Gavriel Savit, 27

Advertisement

Gavriel Savit, both a writer and an actor, creates worlds.

As an actor, he has performed on three continents, from New York to Brussels to Tokyo, and just concluded a Broadway run of “Amazing Grace,” in which he played a supporting role. As the author of The New York Times bestselling WWII novel “Anna and the Swallow Man,” he was praised in the Times for his “splendid debut … masterly storytelling.”

In both capacities, Savit mesmerizes, sweeping his audiences into worlds of his own making. Though Savit knew he wanted to be an actor since high school, his writing career, which took off with a remarkable bang, came as more of a surprise. In 2010, after graduating from the University of Michigan with a degree in musical theater, he moved to New York to pursue a Broadway career. He did well, landing parts in popular Off-Broadway shows such as “The Voca People” and “Zorba,” but still waited tables in a Mexican restaurant between gigs. “Excellent fish tacos, but it wasn’t the most creatively fulfilling job,” he said.

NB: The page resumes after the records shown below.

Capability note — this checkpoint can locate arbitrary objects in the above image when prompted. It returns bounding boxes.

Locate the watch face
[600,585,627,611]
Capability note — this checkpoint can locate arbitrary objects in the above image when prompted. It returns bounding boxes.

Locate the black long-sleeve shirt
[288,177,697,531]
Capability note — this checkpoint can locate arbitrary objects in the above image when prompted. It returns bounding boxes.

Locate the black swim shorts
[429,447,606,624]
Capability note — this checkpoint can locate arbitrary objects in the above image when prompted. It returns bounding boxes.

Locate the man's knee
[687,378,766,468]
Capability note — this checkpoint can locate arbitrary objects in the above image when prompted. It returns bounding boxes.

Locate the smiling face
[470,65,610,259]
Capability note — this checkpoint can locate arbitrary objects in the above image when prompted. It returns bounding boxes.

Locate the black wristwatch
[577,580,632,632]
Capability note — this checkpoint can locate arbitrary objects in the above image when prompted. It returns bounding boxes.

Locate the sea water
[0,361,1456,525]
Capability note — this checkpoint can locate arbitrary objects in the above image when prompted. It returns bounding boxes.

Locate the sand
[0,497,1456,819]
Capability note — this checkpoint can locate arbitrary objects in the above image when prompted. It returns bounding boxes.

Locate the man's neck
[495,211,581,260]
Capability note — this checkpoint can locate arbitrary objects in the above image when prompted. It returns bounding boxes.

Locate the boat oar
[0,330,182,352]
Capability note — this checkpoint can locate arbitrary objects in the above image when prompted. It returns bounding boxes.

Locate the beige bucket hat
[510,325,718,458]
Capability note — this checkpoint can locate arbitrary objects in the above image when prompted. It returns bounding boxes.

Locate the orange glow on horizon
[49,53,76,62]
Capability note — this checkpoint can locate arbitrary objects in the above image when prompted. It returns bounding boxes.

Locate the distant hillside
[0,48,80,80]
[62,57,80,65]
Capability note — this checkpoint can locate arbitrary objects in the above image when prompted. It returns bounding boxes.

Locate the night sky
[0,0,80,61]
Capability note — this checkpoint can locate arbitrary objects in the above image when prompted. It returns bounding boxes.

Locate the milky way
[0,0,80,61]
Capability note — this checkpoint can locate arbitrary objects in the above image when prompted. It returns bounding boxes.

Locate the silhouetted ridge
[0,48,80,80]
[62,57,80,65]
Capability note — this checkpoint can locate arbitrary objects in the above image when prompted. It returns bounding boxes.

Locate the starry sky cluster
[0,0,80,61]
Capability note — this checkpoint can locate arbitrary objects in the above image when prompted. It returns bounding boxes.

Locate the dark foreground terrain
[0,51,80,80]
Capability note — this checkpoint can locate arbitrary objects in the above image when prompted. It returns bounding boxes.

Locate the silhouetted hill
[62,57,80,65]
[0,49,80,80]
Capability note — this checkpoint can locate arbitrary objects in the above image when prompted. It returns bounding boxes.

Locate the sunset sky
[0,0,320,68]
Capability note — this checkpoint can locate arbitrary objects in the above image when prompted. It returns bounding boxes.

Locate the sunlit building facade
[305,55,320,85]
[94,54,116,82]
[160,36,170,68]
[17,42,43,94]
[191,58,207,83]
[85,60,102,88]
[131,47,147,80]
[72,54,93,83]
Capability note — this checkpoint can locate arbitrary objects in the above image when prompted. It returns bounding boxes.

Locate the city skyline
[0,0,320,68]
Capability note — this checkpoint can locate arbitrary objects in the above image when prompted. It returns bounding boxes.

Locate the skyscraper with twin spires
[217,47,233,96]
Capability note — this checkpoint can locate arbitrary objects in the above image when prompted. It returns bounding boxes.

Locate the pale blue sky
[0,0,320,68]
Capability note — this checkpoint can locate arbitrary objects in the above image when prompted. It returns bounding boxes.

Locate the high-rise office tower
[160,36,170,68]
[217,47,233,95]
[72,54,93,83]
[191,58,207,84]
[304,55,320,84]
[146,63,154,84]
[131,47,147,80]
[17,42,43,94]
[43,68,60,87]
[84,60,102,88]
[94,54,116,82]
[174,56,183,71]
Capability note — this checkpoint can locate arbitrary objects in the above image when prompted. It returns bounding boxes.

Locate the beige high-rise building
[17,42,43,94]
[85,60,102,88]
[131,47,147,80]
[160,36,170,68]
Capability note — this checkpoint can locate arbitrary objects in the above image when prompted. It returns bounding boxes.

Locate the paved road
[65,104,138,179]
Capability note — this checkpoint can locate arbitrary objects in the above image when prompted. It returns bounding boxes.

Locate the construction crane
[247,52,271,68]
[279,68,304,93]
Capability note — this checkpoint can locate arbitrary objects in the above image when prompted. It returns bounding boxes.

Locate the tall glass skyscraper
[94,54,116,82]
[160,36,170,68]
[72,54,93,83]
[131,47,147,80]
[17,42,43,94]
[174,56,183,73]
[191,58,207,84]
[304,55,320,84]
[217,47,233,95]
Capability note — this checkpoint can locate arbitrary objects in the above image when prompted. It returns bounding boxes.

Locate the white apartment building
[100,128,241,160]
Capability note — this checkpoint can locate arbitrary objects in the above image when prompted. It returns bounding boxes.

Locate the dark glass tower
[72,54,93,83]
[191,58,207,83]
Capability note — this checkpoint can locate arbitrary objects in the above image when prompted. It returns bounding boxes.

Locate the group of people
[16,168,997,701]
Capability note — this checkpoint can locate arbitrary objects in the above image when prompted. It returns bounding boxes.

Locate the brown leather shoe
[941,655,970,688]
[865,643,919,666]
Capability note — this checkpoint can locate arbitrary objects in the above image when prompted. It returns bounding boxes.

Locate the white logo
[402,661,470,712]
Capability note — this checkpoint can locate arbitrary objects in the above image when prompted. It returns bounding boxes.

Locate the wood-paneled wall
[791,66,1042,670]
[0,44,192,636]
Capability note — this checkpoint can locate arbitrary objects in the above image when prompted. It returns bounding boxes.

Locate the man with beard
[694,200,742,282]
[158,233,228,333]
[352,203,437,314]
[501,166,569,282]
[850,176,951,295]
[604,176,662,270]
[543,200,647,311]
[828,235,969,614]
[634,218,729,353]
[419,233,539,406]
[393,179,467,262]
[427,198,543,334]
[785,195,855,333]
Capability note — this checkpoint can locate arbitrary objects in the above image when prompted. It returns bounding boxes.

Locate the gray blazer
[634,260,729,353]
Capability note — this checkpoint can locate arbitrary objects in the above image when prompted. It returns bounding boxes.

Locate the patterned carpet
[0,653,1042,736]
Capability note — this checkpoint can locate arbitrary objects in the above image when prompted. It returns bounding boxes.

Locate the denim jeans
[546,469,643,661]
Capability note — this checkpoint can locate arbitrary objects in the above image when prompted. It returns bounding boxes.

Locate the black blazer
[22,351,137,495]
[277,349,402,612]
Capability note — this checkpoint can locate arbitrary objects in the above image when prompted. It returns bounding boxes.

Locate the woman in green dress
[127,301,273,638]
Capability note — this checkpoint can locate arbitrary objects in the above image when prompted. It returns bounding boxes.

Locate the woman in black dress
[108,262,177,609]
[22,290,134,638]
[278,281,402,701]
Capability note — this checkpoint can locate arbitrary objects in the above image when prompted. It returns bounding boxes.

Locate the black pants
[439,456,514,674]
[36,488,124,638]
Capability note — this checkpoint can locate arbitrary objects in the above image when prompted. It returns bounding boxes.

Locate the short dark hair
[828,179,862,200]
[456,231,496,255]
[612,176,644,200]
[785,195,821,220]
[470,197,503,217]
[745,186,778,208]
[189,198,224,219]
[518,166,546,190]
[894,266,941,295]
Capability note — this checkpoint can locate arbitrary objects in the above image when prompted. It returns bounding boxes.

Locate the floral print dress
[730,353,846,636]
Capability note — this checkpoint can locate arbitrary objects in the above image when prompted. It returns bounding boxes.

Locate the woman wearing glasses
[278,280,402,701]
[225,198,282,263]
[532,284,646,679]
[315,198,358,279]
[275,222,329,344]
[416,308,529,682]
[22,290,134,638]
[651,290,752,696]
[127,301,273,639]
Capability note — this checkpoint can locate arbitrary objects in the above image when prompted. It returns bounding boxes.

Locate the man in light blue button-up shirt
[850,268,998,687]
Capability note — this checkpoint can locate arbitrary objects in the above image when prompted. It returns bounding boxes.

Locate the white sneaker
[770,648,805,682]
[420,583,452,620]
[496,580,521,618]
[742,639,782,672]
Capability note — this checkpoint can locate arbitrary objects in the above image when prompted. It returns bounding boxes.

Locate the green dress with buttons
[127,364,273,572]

To fill up the time, Savit started writing a screenplay, which was ultimately published as a young-adult novel in January 2016. “Anna and the Swallow Man” tells the story of a 7-year-old Polish girl who is orphaned during WWII, and taken under the wing of a mysterious nomad. The two spend the war constantly on the move, hiding in forests close to the lines of the Eastern Front. Though the scenes they encounter are increasingly horrific, according to critics, the book is a thing of beauty; the Jewish Book Council described it as “part fairytale, part magical realism, and part psychosocial exploration of what it may mean to grow up surrounded by horror … an exquisitely haunting narrative written in prose that dances.”

Savit traces his love of storytelling, expressed through acting, singing and writing alike, to his Jewish roots. Raised in a traditional, Modern Orthodox family and community, he cites the seder — “a musical, strongly text-based performance that aspires towards the beyond” — as one of his earliest inspirations. Though he is no longer traditionally observant, his Judaism continues to inspire his work. “My life and my art, as if those things were separable, are subsumed in Jewishness,” he says, “and that’s just the way I like it.”

A true renaissance man: Besides writing, singing, acting and playing the violin, in high school Savit studied fencing.